In meiner gegenwärtigen Gestalt aber ist das alles überflüssig. Ich habe es nicht notwendig, mich genetisch verdünnt fortzupflanzen, bis eine blassere Gestalt Tanyas wiederersteht. Mein Bewußtsein kann ewig fortdauern. Ist dieser Körper einmal abgenutzt, kann ich mir neue bauen lassen. Das verleiht mir Geduld und Beharrungsvermögen und eine Perspektive, die euch Sterblichen versagt ist. Und deswegen werde ich aus unserem kleinen Kampf siegreich hervorgehen.«
»Auch Dr. Loxner hat sich für unsterblich gehalten«, wandte Fortier ein.
»Loxner war Narr und Genie in einem«, sagte Lady A. »Er hat sein Bewußtsein an eine höchst unvollkommene körperliche Form gebunden, die weder fliehen noch sich wirksam verteidigen konnte. Ich habe versucht, es ihm auszureden, er aber hat immer eingewendet, daß sein Super-Computer-Asteroid ihm immense Möglichkeiten verliehe. Er hat sich keine Hintertür offengelassen. Und das ist natürlich der Schlüssel zum Erfolg -eine Hintertür, ein Ausweg, für den Fall, daß alles um einen herum in Trümmer fällt.«
»Mit anderen Worten«, sagte Yvette sarkastisch, »Sie lassen Ihre Mitarbeiter glatt hängen, wenn die Lage brenzlig wird, nur um die eigene Haut zu retten. Gut zu wissen, da wir in einer Situation aufeinander angewiesen sein werden, in der es um Leben und Tod gehen kann - aber zum Glück sind Sie ebenso abhängig von uns wie umgekehrt.«
Falls Lady A diese Kritik unter die Haut ging, ließ sie es sich nicht anmerken. »In diesem Fall geht der Erfolg unserer Mission über alles«, gab sie zurück. »Falls ich vor der Entscheidung stünde, Sie zu retten oder mit lebenswichtigen Informationen zur Erde zurückzukehren, würde ich Sie opfern, ohne eine Sekunde zu zögern. Ich gehe davon aus, daß Ihnen während Ihrer Ausbildung ähnliche Wertvorstellungen eingeimpft wurden.«
»Gewiß doch«, antwortete Yvette. »Ehrlich gesagt, würde ich es begrüßen, Sie opfern zu müssen.«
»Solange Sie nicht vergessen, daß mich das Imperium samt meiner Flotte braucht, falls wir es mit einer Invasion fremdartiger Wesen zu tun haben ... Ach, da wären wir schon.«
Das Schiff von Lady A stand als einziges auf einem Privatflughafen außerhalb der Stadtgrenze von Cochinburg, der Hauptstadt von Nereid. Es wirkte sehr eindrucksvoll mit seiner zum Himmel gerichteten Spitze. Es war viel größer, als es für den Transport von sechs Personen erforderlich gewesen wäre. Als Fortier eine diesbezügliche Bemerkung machte, erklärte Lady A: »Wir wissen nicht, was auf uns zukommt. Ein kleineres Schiff wäre schneller und viel wendiger, aber die zusätzliche Verteidigungskraft werden wir auch gut brauchen können. Den vorliegenden Berichten konnte ich entnehmen, daß der Gegner den Luftraum um Omikron beherrscht. Mein Mitarbeiter, der in aller Heimlichkeit startete, schaffte es kaum, ihnen lebend zu entkommen. Sie wollen unter allen Umständen verhindern, daß jemand näher herankommt und sie in Augenschein nimmt, was nicht weiter verwunderlich ist... sie wollen das Überraschungsmoment möglichst lange ausnutzen.

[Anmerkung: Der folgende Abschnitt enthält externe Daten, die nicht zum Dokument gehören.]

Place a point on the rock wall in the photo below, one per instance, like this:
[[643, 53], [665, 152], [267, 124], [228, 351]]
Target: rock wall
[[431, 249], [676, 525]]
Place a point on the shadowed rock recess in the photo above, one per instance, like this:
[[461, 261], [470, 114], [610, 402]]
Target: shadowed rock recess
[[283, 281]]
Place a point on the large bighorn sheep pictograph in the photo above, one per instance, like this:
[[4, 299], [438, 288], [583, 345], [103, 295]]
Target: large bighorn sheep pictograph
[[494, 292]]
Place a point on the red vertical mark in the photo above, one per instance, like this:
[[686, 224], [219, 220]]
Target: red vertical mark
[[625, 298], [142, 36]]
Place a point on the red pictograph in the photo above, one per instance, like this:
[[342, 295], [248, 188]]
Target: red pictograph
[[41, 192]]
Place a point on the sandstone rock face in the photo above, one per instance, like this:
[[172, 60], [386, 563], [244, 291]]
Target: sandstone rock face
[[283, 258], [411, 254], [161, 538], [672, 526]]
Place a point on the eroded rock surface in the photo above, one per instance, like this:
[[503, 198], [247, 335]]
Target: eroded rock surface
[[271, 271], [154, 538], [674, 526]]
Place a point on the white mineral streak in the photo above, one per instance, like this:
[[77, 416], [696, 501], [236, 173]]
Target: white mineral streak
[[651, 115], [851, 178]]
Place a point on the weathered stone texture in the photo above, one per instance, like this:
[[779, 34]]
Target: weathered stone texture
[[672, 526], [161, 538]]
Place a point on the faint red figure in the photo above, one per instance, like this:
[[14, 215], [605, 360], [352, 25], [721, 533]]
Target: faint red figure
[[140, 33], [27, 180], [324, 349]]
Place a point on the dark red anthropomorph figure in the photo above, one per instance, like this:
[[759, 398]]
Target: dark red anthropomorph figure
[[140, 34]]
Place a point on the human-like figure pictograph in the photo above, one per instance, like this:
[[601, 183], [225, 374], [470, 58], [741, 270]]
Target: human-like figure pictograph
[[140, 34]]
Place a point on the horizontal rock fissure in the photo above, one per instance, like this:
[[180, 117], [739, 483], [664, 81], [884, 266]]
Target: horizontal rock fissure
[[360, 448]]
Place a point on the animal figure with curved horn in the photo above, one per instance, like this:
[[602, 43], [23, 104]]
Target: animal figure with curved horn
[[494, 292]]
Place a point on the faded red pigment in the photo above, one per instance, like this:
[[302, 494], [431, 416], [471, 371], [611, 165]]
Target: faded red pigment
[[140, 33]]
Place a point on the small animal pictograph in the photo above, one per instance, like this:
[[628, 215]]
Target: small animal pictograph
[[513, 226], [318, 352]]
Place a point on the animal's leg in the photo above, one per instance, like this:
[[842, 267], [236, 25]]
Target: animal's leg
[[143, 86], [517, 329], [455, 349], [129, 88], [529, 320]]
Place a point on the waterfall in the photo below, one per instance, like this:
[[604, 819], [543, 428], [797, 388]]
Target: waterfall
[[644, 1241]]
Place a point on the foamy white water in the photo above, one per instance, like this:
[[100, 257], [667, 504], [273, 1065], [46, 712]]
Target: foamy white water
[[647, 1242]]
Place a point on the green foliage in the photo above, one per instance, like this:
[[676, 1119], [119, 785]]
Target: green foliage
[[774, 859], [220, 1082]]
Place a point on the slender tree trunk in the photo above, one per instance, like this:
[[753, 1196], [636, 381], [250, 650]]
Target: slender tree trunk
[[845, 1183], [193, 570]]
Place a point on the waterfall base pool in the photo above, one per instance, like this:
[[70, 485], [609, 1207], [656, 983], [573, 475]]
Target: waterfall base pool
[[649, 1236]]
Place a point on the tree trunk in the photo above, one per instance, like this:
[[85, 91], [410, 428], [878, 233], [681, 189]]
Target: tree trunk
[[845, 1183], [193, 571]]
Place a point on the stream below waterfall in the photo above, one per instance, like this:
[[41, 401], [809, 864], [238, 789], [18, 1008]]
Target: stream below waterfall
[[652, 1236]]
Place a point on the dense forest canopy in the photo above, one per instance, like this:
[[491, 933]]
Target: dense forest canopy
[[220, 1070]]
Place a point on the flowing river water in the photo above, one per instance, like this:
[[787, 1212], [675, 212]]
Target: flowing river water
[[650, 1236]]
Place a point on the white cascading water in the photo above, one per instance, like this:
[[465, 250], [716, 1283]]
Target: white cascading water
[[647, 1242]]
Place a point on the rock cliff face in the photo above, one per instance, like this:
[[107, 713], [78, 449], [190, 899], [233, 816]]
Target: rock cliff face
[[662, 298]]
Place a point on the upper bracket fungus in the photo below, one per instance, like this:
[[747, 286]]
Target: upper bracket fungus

Solange uns die Möglichkeit eines Kampfes droht, möchte ich zurückschlagen können. Dieses Schiff, eine H-16, ist so schwer bestückt wie ein Navy-Schiff von dreifacher Größe. Geheimhaltung ist gut, Geschicklichkeit ist noch besser, aber überlegene Feuerkraft kann nie schaden.«
Ihr Bodenfahrzeug brachte sie bis an den Rand des Landefeldes, auf das der Computer eingestellt worden war. Die Insassen stiegen aus und liefen in der langanhaltenden Abenddämmerung auf Nereid über das verlassene Feld. Die Luft war kühl und erfüllt vom schwachen, nicht zu identifizierenden Duft einheimischer Blumen. Lady A ging voran. Sie legte dabei ein solches Tempo vor, daß sogar die drei Abkömmlinge einer Drei-g-Welt in Laufschritt verfallen mußten, um mithalten zu können. Jules argwöhnte, daß sie ihren Körper, der keine Ermüdung kannte, nur deshalb so hetzte, um es ihnen tüchtig zu zeigen.